Par un mémoire en défense enregistré le 20 juillet 2023, la préfète du Val-de-Marne, représentée par Me Termeau conclut, à titre principal, à l'incompétence territoriale du tribunal administratif de Grenoble et, à titre subsidiaire, au rejet de la requête.
Elle fait valoir que :
- le tribunal administratif de Grenoble est territorialement incompétent pour statuer sur la requête de M. E.
- aucun des moyens soulevés n'est fondé.
Vu les autres pièces du dossier.
Vu :
- la décision par laquelle le président du tribunal a désigné Mme C pour statuer sur les requêtes relevant de la procédure prévue à l'article L. 614-5 du code de l'entrée et du séjour des étrangers et du droit d'asile ;
- la charte des droits fondamentaux de l'Union européenne ;
- le code de l'entrée et du séjour des étrangers et du droit d'asile ;
- la loi n° 91-647 du 10 juillet 1991 relative à l'aide juridique ;
- le code de justice administrative.
Les parties ont été régulièrement averties du jour de l'audience.
La magistrate désignée a, au cours de l'audience publique, présenté son rapport et entendu les observations de Me Huard pour M. E, qui précise que la compagne de celui-ci a déposé une demande d'asile.
L'instruction a été close à l'issue de l'audience.
Considérant ce qui suit :
1. M. E, de nationalité guinéenne, est entré en France le 22 août 2021 selon ses déclarations. Sa demande d'asile a été rejetée par l'Office français de protection des réfugiés et des apatrides (OFPRA) par une décision du 7 décembre 2022 confirmée par la Cour nationale du droit d'asile le 26 mai 2023. Le 7 juin 2023, la préfète du Val-de-Marne a pris à son encontre l'arrêté attaqué portant obligation de quitter le territoire français dans un délai de 30 jours et fixant le pays de destination.
2. En raison de l'urgence, il y a lieu d'admettre, à titre provisoire, M. E au bénéfice de l'aide juridictionnelle.
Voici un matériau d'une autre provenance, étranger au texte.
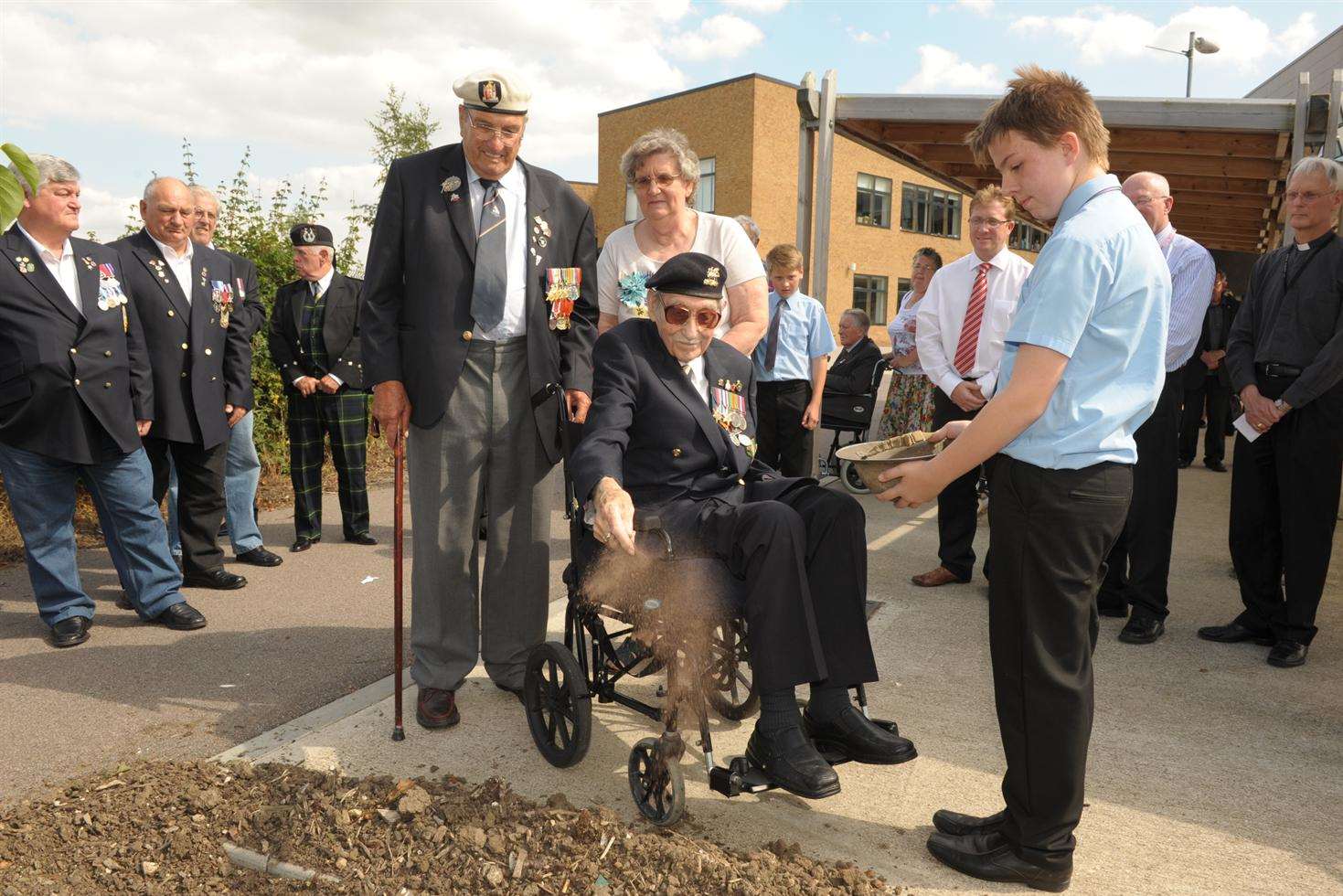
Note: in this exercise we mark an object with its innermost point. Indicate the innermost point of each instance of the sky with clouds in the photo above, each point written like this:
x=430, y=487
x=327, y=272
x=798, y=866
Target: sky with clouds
x=114, y=88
Sur l'exception d'incompétence territoriale :
3. Aux termes du premier alinéa de l'article R. 312-8 du code de justice administrative : " Les litiges relatifs aux décisions individuelles prises à l'encontre de personnes par les autorités administratives dans l'exercice de leurs pouvoirs de police relèvent de la compétence du tribunal administratif du lieu de résidence des personnes faisant l'objet des décisions attaquées à la date desdites décisions ".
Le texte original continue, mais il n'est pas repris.